Bei der Story schleichen sich weitere Schwächen ein. Auch wenn die Regisseurin Mimi Leder, die einst George Clooneys Kinokarriere mit dem exzellenten Terrorthriller “Project Peacemaker” anschob, meint, sie habe hier eine ganz besonders frische Kombination in der Hand gehabt, so strotzt “The Code” doch vor Stereotypen. Wer schon ein paar Heist-Movies gesehen hat wird hier kaum überrascht.


Morgan Freeman und Antonio Banderas spielen zwei hochkarätige Diebe, die sich für einen lukrativen Job zusammen tun, auch wenn sie einander kaum über den Weg trauen. Für die Rolle des Junior-Partners ist Banderas allerdings inzwischen etwas zu alt, auch wenn er bei den Bettszenen mit Rhada Mitchell immer noch eine gute Figur macht. Aber die Affäre erweist sich auch als einer der Schwachpunkte des Plots. Zunächst wird sie der Handlung ziemlich unnatürlich aufgeschraubt und natürlich ahnt man, dass aus dem Techtelmechtel Ärger entstehen muss.

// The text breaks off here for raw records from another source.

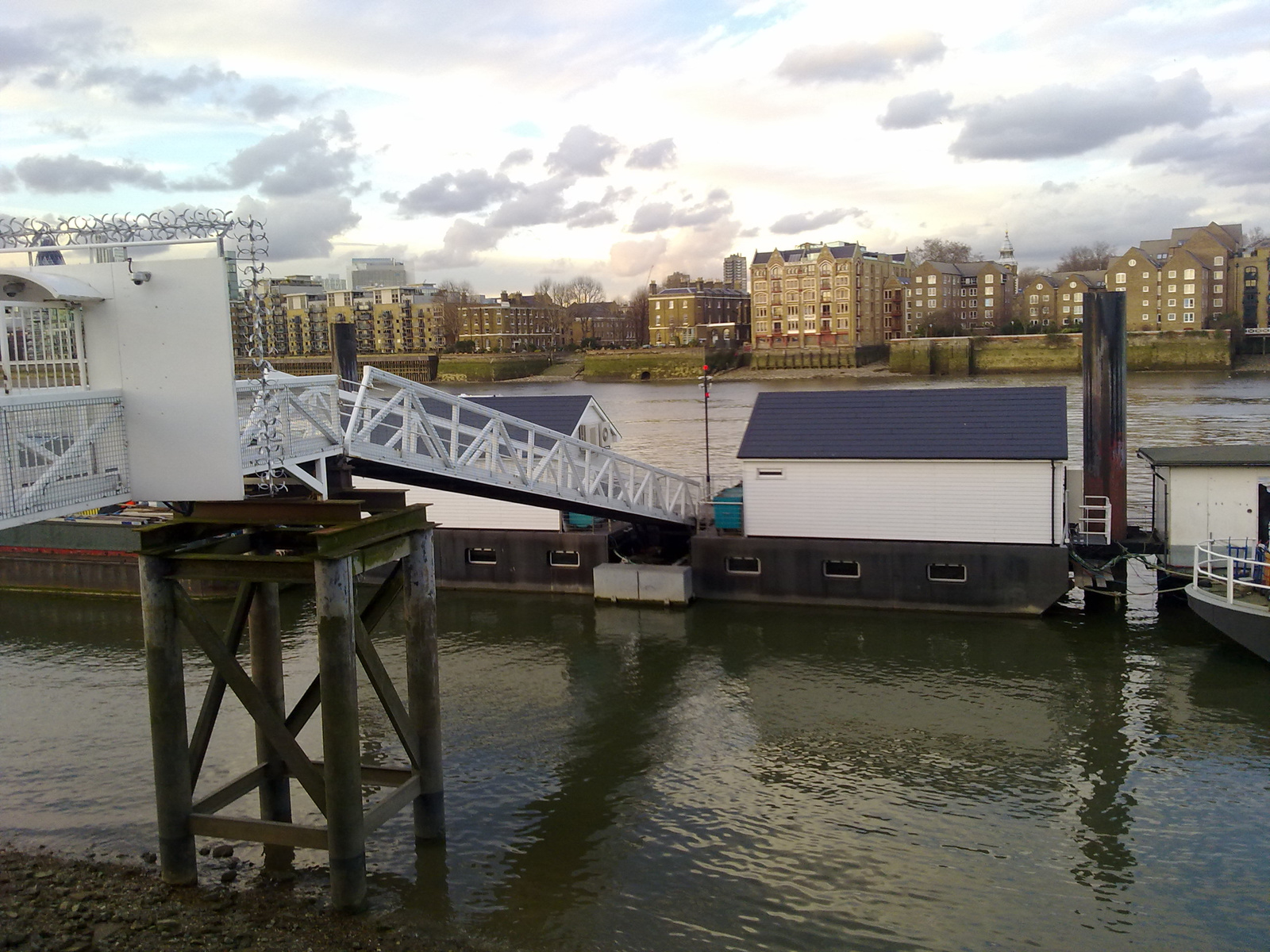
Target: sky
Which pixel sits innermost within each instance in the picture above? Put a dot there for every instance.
(505, 141)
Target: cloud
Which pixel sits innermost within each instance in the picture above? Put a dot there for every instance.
(1058, 121)
(63, 129)
(264, 101)
(654, 155)
(65, 175)
(914, 111)
(319, 154)
(518, 156)
(150, 88)
(629, 258)
(806, 221)
(583, 152)
(1225, 159)
(455, 192)
(463, 240)
(654, 216)
(861, 63)
(302, 226)
(52, 44)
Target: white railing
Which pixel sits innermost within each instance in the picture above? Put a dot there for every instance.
(61, 454)
(41, 348)
(291, 420)
(1238, 565)
(402, 423)
(1095, 522)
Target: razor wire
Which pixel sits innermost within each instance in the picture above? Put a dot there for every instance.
(251, 249)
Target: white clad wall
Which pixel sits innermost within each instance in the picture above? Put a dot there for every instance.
(457, 511)
(937, 501)
(168, 346)
(1217, 501)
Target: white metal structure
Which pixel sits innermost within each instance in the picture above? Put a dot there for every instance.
(403, 424)
(1233, 568)
(290, 423)
(61, 454)
(1095, 522)
(933, 501)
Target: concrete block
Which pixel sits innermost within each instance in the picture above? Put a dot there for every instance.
(618, 582)
(667, 584)
(670, 584)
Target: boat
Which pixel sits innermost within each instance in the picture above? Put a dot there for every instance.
(1230, 590)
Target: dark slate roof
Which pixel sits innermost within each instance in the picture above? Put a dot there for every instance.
(559, 413)
(1236, 455)
(956, 423)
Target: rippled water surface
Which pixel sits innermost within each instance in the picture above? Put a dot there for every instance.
(749, 777)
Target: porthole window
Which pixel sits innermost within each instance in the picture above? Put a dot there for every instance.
(840, 569)
(946, 573)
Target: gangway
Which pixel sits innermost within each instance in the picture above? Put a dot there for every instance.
(406, 432)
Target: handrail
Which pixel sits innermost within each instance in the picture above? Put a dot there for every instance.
(403, 423)
(1238, 573)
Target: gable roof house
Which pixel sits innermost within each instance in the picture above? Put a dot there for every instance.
(935, 498)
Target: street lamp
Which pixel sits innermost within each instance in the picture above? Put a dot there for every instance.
(705, 404)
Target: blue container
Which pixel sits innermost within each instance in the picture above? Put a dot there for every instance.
(728, 505)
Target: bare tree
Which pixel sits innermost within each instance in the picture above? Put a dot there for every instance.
(451, 295)
(546, 289)
(944, 251)
(582, 290)
(1086, 258)
(638, 315)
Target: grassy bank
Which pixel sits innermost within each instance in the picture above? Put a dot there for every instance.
(75, 905)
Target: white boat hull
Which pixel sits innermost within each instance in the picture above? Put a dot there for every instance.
(1240, 621)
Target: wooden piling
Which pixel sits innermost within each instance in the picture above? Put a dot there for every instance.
(337, 666)
(169, 742)
(266, 636)
(423, 685)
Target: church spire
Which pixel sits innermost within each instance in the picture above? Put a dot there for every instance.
(1007, 254)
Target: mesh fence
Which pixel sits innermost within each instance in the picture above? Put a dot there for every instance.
(298, 418)
(55, 454)
(42, 347)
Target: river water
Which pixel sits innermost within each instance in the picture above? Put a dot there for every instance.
(741, 777)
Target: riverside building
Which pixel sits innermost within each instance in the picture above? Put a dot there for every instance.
(829, 295)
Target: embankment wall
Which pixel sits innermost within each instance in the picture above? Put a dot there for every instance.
(1056, 353)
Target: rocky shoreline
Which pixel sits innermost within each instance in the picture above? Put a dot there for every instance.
(61, 904)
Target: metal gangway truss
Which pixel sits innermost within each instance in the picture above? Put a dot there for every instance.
(410, 433)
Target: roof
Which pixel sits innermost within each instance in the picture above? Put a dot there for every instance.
(948, 423)
(1227, 455)
(559, 413)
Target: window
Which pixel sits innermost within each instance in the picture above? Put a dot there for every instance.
(840, 569)
(945, 573)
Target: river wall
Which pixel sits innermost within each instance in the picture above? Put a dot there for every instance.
(1056, 353)
(452, 367)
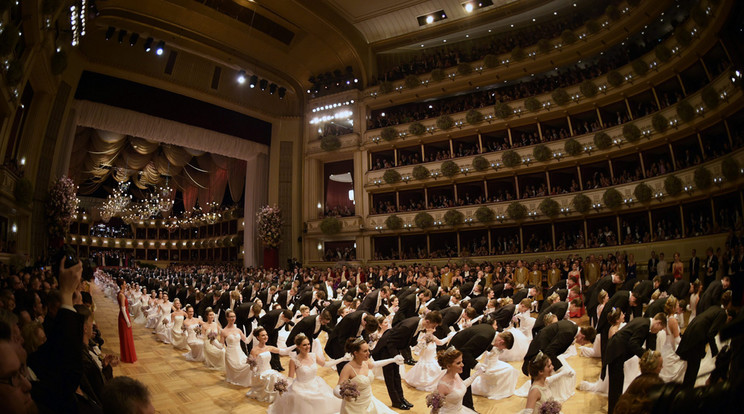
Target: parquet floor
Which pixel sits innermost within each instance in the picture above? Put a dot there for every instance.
(180, 387)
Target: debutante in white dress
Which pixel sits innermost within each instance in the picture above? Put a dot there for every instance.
(179, 337)
(498, 381)
(426, 373)
(307, 394)
(214, 356)
(366, 403)
(673, 368)
(237, 370)
(453, 400)
(195, 343)
(264, 378)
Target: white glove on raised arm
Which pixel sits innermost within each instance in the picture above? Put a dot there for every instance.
(398, 359)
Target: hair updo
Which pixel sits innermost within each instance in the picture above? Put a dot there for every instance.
(299, 339)
(447, 357)
(354, 344)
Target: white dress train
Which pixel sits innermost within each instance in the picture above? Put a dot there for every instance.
(498, 381)
(307, 394)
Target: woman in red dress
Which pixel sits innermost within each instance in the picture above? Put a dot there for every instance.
(126, 340)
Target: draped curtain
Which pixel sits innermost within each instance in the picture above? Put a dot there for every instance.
(238, 163)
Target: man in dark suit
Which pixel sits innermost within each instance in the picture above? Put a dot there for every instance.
(694, 266)
(401, 336)
(712, 295)
(273, 321)
(374, 302)
(711, 267)
(627, 342)
(558, 309)
(474, 341)
(555, 339)
(310, 326)
(350, 326)
(409, 306)
(450, 316)
(702, 330)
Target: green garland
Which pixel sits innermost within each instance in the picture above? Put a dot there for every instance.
(484, 214)
(391, 176)
(453, 218)
(394, 222)
(330, 225)
(420, 172)
(449, 169)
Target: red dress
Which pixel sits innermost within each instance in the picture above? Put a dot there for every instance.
(126, 340)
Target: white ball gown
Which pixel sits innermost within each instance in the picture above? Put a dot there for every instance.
(237, 370)
(366, 403)
(498, 381)
(453, 400)
(163, 327)
(307, 394)
(264, 378)
(425, 374)
(673, 368)
(196, 345)
(179, 337)
(214, 356)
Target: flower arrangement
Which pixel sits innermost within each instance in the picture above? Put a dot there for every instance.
(550, 407)
(281, 385)
(435, 400)
(349, 390)
(61, 207)
(269, 221)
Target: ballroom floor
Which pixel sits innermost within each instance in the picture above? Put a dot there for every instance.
(179, 386)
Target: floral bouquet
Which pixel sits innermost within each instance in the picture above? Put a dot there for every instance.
(280, 386)
(550, 407)
(251, 360)
(269, 223)
(435, 400)
(349, 390)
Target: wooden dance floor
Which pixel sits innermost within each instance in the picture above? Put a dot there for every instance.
(179, 386)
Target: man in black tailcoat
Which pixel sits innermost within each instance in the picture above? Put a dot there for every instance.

Bei dem natürlich höchst ehrgeizigen Einbruchsplan, bei dem natürlich eine eigentliche unüberwindliche Sicherheitsanlage ausgetrickst werden will, liefert “The Code” nur Altbewährtes und nimmt einige Abkürzungen auf Kosten der Logik, um den Coup zügig über die Bühne zu bringen. Auch wenn man das Ende nicht im Detail vorhersehen kann, so ahnt man doch immer, dass da noch etwas kommt und jeder der Gauner noch ein Extra-As im Ärmel hat. Das ist nunmal Genre-Standard.

Hochkarätige Vorbilder von “The Code” sind Filme wie “Die Thomas-Crown-Affäre”, “Verlockende Falle”, die “Ocean”-Filme und auch zahlreiche kleinere Werke wie “The Score”. Viele von denen punkten jedoch entweder mit aufwändigerem Design, oder einer originelleren Story. Wer kein Meisterwerk erwartet, kann sich jedoch immer noch auf angenehme Weise unterhalten lassen.